# Sit tight or run



## Lanason (Sep 1, 2009)

A friend of mine and her daughter are on a Diving course in Thailand.

Anyway they were under water today, when the Tsunami alarm was raised.

So would it be safer to get out of the water and run for it or dive down and sit on the bottom till it passes over head.:confused2:


----------



## Milouk84 (Mar 17, 2012)

Lanason said:


> A friend of mine and her daughter are on a Diving course in Thailand.
> 
> Anyway they were under water today, when the Tsunami alarm was raised.
> 
> So would it be safer to get out of the water and run for it or dive down and sit on the bottom till it passes over head.:confused2:


This one needs a physics teacher. :confused2:

IMHO, they should stay in the bottom but it also depends upon the duration of the wave, whether they'll be deep enough to avoid it and their ability to stay together.

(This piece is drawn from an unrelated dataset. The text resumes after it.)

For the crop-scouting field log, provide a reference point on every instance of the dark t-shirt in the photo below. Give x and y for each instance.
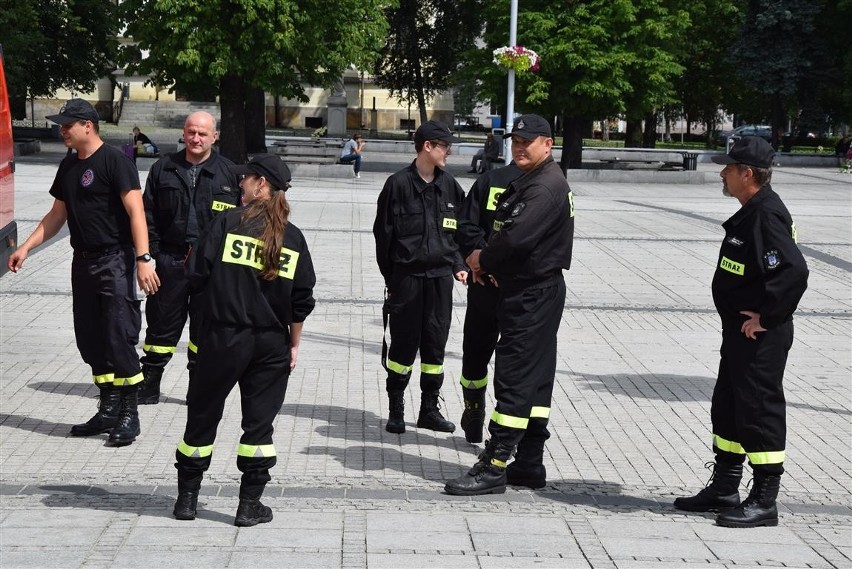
(91, 190)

They are lucky, this one was not bad.


----------



## Gounie (Jan 27, 2011)

My friends were underwater in the Maldives when the tsunami hit Thailand and then the Maldives in 2004. They knew something was up as the fish began to act strangely to begin with. Then the water was swirling around and they were being tossed about. They could see the boats above struggling. They kept control of their bouyancy and surfaced when it was calmer.


----------



## Whitedesert (Oct 9, 2011)

I've always wondered what happens at the bottom (the floor of the ocean) when a Tsumani comes over, I guess the devastating power of it lies in the wave, but only as it appoaches the land. Then it picks up the water for the actual flooding of the land, (that is when the ocean suddenly disappears on the beach) If that is so, and you are in the water, I suspect you need to be BEHIND that point, otherwise you get picked up as well?


----------